Mais je ne vous entends point !


NOËL.

Mon Dieu, Reine, ça n’est pas ma faute non plus ! Si j’avais connu vos sentiments plus tôt, avant de donner ma parole… je ne dis pas que… Mais, moi, je suis un honnête garçon, vous sentez !… J’ai bien été comme ça un peu… mais il faut que jeunesse se passe… et c’est pas une raison… quand une famille respectable… Elle en aurait tant de chagrin, la pauvre âme !… Elle est portée à la jalousie… Je ne peux pas trouver ça mauvais, et vous pensez bien… Voyons, faites-vous une raison, ça m’a coûté, l’idée du mariage, et il y en a bien d’autres comme vous qui m’en veulent ; mais, moi, je ne suis point de ceusse qui trompent.

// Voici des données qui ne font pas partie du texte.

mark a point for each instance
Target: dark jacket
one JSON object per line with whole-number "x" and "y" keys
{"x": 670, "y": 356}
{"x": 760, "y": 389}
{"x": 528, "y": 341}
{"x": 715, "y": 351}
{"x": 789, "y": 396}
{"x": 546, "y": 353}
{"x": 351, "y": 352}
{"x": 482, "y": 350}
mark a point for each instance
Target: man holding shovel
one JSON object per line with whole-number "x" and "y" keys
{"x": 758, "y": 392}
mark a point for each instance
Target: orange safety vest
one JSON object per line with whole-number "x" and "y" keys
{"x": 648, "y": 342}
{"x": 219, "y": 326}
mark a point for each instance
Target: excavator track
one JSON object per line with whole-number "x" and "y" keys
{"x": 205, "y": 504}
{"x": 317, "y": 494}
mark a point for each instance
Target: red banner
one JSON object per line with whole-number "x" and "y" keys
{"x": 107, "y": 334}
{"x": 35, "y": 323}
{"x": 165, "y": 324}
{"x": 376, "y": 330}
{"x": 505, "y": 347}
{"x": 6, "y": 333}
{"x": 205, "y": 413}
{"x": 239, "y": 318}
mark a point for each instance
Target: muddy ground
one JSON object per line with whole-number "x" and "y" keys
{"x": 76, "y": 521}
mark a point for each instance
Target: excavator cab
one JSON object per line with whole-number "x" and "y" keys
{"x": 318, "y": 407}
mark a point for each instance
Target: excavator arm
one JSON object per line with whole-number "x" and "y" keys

J’ai toujours dit : « Voulez-vous ? ne voulez-vous pas ? C’est oui ou non ; c’est pour un temps, c’est pas pour toujours ! » À présent, j’ai dit : « C’est pour toujours. » Alors, c’est pour toujours ! Vous comprenez ?


REINE.

Pas du tout ! (À Suzanne, qui, pendant cette scène, a écouté dans la maison, à la fenêtre qui fait face au public.) Ah ! Suzanne, je crois qu’il perd l’esprit, ton prétendu ! Est-ce que tu sais pourquoi il me fait toutes ces histoires-là ?


SUZANNE, de la fenêtre.

Oui, ma mignonne, et, moi, je vas te le dire. (À Noël.) C’est bon, Noël, vous avez bien parlé, mais vous êtes un grand imbécile.

Elle sort de la maison.

NOËL.

Moi ? Ah ! pour lorsse(Il veut parler à Suzanne, qui lui commande du geste de s’éloigner.) Quand c’est les femmes qui commandent…

Il va au hangar, où paraissent maître Valentin, Valentin et Pierre.